Klimov, Mikhail (Gazprom Neft Zapolyarye LLC) | Ramazanov, Rinat (Gazprom Neft Zapolyarye LLC) | Husein, Nadir (GEOSPLIT LLC) | Upadhye, Vishwajit (GEOSPLIT LLC) | Drobot, Albina (GEOSPLIT LLC) | Novikov, Igor (GEOSPLIT LLC) | Bydzan, Andrei (GEOSPLIT LLC) | Gazizov, Ruslan (GEOSPLIT LLC) | Buyanov, Anton (GEOSPLIT LLC)
Abstract The proportion of hard-to-recover reserves is currently increasing and reached more than 65% of total conventional hydrocarbon reserves. This results in an increasing number of horizontal wells put into operation. When evaluating the resource recovery efficiency in horizontal wells, and, consequently, the effectiveness of the development of gas condensate field, the key task is to evaluate the well productivity. To accomplish this task, it is necessary to obtain the reservoir fluid production profile for each interval. Conventional well logging methods with proven efficiency in vertical wells, in case of horizontal wells, will require costly asset-heavy applications such as coiled tubing, downhole tractors conveying well logging tools, and Y-tool bypass systems if pump is used. In addition, the logging data interpretation in the case of horizontal wells is less reliable due to the multiphase flow and variations of the fluid flow rate.
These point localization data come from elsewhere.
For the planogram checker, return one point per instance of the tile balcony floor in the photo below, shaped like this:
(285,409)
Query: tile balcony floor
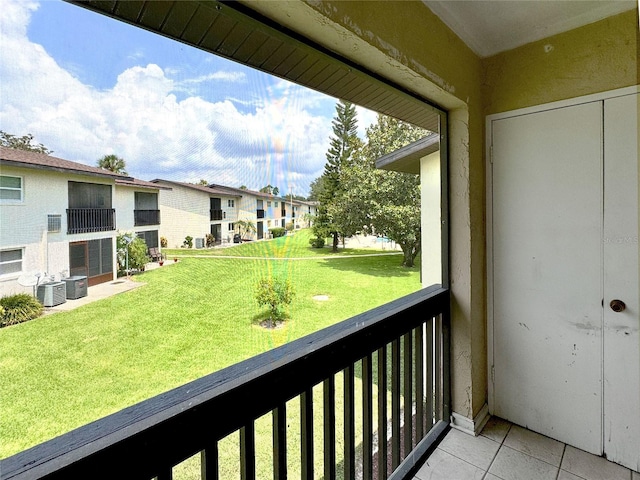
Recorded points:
(504,451)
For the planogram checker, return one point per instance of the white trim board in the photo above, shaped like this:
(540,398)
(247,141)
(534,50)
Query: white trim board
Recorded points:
(471,426)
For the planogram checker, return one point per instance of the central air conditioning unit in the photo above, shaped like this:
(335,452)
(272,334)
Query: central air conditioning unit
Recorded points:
(52,294)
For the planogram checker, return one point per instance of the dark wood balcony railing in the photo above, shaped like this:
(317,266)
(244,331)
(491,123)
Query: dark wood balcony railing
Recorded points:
(85,220)
(146,217)
(392,362)
(216,215)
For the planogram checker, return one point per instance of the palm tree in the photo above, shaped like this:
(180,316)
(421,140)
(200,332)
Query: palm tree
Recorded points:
(113,163)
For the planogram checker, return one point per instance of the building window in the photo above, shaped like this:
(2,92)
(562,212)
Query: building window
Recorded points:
(10,261)
(54,223)
(11,189)
(150,237)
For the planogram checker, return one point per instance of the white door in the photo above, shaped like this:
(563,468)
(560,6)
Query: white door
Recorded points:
(564,222)
(621,337)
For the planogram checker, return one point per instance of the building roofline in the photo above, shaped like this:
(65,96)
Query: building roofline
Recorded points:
(407,159)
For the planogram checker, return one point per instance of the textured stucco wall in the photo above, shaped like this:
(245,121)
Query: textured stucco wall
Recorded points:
(595,58)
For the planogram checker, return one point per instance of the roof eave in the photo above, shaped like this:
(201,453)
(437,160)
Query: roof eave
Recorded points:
(407,159)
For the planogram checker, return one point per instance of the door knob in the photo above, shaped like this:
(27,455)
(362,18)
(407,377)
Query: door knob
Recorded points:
(617,305)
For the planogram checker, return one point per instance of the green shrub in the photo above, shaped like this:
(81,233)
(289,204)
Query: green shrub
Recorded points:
(277,232)
(274,293)
(137,257)
(316,242)
(19,308)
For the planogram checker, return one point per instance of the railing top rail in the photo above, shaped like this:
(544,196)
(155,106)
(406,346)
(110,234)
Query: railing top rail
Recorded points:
(195,413)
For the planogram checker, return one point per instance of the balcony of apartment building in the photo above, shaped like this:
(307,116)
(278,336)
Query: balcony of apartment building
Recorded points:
(90,208)
(535,325)
(146,210)
(380,381)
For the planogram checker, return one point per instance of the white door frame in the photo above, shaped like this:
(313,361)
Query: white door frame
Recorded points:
(489,202)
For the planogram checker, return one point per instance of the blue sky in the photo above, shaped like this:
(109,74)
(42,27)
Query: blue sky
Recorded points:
(85,86)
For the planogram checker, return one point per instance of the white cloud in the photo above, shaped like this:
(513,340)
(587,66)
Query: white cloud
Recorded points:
(278,140)
(220,76)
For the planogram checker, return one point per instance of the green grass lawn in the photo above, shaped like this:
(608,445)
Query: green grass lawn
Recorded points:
(189,319)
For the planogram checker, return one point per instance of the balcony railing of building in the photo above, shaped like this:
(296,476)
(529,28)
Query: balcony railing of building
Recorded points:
(86,220)
(146,217)
(392,362)
(216,215)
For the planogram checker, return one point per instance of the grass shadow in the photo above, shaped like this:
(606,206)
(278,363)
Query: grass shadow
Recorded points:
(378,266)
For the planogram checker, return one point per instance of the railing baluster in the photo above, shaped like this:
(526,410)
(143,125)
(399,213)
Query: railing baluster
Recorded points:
(209,462)
(367,418)
(419,375)
(445,321)
(408,392)
(306,434)
(280,442)
(329,413)
(430,369)
(382,413)
(395,403)
(349,424)
(248,452)
(438,368)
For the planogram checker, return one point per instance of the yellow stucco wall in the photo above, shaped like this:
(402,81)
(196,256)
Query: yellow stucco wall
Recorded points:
(595,58)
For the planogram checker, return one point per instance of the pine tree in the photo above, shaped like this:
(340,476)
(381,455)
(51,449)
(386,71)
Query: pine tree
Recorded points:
(342,145)
(113,163)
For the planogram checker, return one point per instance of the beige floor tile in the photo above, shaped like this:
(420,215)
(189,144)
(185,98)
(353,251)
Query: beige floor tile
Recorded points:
(444,466)
(592,467)
(478,451)
(513,465)
(496,429)
(564,475)
(538,446)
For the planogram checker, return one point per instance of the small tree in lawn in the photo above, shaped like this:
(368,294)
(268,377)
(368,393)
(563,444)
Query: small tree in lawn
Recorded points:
(274,293)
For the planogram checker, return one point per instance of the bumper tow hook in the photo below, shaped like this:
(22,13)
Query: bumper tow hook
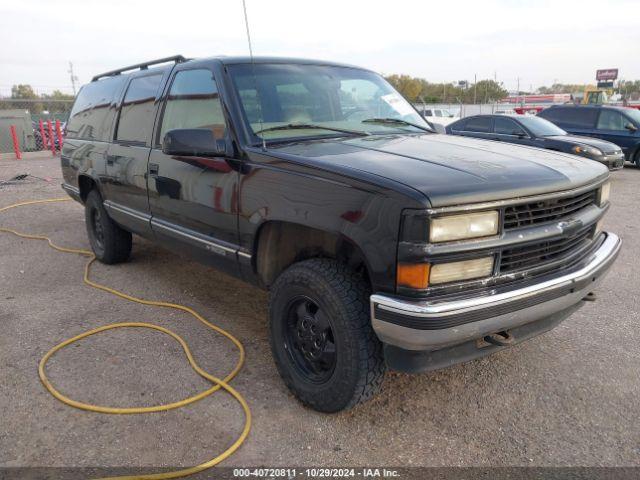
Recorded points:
(500,338)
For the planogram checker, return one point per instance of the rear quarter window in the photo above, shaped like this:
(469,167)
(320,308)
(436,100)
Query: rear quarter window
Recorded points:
(478,124)
(572,117)
(94,110)
(138,110)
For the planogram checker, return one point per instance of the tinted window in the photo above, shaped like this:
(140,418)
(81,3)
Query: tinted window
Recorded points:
(506,126)
(611,120)
(93,111)
(193,102)
(478,124)
(540,127)
(573,116)
(459,126)
(136,114)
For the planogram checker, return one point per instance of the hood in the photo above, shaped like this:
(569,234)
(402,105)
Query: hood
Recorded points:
(606,147)
(451,170)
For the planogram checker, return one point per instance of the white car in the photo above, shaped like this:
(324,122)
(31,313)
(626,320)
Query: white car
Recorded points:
(440,116)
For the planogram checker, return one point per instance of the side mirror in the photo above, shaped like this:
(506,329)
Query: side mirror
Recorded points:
(193,142)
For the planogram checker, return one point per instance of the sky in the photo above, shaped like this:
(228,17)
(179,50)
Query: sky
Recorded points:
(538,42)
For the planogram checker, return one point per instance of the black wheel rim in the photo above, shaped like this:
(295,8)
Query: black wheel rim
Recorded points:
(309,340)
(96,226)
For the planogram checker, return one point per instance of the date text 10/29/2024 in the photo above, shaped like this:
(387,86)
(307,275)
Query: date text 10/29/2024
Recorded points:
(313,473)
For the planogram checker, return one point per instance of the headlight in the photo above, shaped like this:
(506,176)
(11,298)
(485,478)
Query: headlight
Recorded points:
(459,227)
(458,271)
(603,193)
(585,150)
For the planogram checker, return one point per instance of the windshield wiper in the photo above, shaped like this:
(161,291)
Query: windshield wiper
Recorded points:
(309,126)
(397,121)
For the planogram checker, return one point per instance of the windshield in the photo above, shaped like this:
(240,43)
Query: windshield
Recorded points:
(539,126)
(302,99)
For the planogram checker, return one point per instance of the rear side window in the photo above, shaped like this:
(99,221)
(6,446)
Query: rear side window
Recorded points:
(193,102)
(137,112)
(94,109)
(506,126)
(478,124)
(611,120)
(459,126)
(574,117)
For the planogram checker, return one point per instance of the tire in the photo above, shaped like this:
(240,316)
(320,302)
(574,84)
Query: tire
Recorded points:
(110,243)
(335,361)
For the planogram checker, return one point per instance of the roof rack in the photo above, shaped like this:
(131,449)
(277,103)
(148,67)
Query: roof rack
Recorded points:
(141,66)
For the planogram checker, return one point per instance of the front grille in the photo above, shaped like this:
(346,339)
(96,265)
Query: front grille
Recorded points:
(537,254)
(534,213)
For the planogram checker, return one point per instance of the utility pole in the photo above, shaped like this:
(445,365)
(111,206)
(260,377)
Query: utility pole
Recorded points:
(475,87)
(74,79)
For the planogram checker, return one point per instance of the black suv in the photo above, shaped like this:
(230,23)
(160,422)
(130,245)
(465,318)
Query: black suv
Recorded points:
(617,125)
(537,132)
(380,242)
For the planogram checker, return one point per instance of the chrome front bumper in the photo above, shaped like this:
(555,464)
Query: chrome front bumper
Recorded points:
(433,325)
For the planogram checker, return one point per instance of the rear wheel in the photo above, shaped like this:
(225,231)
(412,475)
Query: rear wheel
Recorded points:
(109,242)
(321,335)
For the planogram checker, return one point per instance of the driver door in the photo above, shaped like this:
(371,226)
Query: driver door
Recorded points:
(193,200)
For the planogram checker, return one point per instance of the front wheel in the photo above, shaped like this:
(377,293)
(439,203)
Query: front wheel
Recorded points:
(109,242)
(321,335)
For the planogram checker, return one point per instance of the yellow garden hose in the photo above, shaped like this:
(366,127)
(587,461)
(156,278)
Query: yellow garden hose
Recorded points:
(216,382)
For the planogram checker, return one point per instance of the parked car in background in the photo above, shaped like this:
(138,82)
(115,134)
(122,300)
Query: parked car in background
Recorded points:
(440,116)
(537,132)
(619,125)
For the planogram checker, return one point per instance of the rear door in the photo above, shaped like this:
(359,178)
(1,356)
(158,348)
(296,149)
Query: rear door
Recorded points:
(612,127)
(126,167)
(193,200)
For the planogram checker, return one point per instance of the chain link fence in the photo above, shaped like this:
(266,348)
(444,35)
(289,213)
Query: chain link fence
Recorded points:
(32,125)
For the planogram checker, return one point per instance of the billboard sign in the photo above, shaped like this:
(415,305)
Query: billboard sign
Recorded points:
(608,84)
(607,74)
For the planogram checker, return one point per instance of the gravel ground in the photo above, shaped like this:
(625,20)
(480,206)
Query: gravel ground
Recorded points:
(567,398)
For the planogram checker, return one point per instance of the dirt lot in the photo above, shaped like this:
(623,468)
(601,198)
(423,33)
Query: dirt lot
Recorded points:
(570,397)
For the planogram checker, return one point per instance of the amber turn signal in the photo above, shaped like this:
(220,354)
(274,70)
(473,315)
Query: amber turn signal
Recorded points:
(413,275)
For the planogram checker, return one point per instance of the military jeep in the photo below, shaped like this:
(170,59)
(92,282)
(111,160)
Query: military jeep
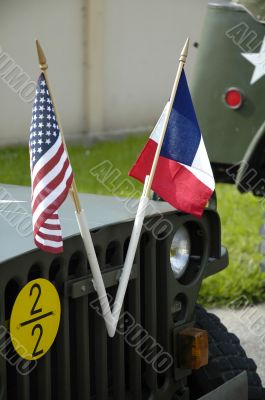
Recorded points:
(160,350)
(229,93)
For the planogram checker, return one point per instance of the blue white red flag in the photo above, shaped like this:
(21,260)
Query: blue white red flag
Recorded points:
(183,175)
(51,172)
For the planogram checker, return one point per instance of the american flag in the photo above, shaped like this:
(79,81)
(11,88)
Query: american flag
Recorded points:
(51,172)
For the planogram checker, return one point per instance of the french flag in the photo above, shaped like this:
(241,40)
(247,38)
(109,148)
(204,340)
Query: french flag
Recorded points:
(183,175)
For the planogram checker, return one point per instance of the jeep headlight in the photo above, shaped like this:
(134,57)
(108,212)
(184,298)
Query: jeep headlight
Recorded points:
(180,252)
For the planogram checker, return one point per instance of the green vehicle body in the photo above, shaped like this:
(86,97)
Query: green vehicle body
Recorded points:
(235,138)
(83,363)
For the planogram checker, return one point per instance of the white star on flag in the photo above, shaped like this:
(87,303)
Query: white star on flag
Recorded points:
(258,60)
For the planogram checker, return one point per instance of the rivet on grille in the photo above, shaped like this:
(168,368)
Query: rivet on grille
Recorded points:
(83,288)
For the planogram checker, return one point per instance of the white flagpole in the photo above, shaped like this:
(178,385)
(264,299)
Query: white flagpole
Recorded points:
(111,318)
(144,201)
(80,215)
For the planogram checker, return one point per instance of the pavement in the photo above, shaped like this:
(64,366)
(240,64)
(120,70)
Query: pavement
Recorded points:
(248,324)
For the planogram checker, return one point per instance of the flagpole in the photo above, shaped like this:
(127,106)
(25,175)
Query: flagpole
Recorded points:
(144,200)
(81,218)
(182,61)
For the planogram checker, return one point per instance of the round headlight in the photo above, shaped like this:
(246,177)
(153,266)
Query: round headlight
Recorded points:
(180,252)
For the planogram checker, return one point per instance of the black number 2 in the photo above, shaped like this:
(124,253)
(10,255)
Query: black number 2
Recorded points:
(37,352)
(34,310)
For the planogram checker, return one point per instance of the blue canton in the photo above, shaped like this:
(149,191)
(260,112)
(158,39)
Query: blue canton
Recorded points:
(44,129)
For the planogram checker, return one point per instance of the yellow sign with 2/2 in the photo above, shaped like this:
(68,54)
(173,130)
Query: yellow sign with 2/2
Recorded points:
(35,319)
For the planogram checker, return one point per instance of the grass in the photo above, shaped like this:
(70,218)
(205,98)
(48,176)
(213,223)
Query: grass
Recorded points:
(241,215)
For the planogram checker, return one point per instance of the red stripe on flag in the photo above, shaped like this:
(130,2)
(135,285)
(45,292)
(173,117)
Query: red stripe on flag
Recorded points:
(172,181)
(46,214)
(50,249)
(50,236)
(51,186)
(48,166)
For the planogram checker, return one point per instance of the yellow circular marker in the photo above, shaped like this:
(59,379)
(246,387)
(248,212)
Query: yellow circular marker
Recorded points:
(35,319)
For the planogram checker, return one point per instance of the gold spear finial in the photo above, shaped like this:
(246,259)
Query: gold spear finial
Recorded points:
(42,58)
(184,53)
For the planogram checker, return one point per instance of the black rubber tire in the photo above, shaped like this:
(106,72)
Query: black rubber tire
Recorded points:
(226,359)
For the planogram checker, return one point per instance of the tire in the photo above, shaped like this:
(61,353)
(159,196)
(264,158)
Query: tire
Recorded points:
(226,359)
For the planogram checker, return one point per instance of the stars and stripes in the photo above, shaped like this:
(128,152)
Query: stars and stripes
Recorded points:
(51,172)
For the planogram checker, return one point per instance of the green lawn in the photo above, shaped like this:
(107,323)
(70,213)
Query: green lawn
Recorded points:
(241,215)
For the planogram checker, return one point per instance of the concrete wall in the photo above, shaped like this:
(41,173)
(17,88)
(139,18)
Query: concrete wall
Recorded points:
(58,26)
(111,62)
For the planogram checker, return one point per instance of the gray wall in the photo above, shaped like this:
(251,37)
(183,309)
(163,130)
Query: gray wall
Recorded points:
(111,62)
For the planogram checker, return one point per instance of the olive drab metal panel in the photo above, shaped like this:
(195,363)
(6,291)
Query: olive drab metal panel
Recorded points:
(83,363)
(230,56)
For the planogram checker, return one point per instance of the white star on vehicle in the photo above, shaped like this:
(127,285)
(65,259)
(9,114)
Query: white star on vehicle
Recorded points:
(258,60)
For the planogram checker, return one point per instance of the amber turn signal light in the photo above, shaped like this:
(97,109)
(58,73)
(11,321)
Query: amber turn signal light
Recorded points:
(193,348)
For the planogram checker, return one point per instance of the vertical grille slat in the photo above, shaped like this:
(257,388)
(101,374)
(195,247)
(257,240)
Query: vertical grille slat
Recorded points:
(81,349)
(101,358)
(148,303)
(63,386)
(44,369)
(132,359)
(44,377)
(118,370)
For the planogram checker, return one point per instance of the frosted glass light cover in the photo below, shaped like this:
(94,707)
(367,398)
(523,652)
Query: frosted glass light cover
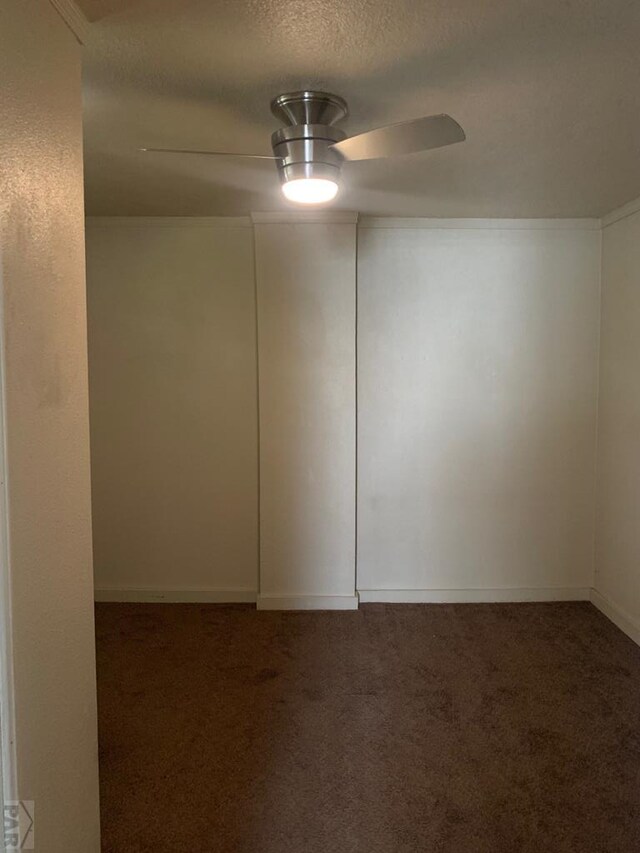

The fluorescent-based nanomaterial production profiling surveillance technology can be used as a viable solution to this problem, which enables cheaper and more effective means of the development of hard-to-recover reserves. This technology assumes that tracers are placed downhole in various forms, such as marker tapes for lower completions, markers in the polymer coating of the proppant used for multi-stage hydraulic fracturing, and markers placed as fluid in fracturing fluid during hydraulic fracturing or acid stimulation during bottom-hole treatment. The fundamental difference between nanomaterial tracers production profiling and traditional logging methods is that the former offers the possibility to monitor the production at frac ports in the well for a long period of time with far less equipment and manpower, reduced costs, and improved HSE.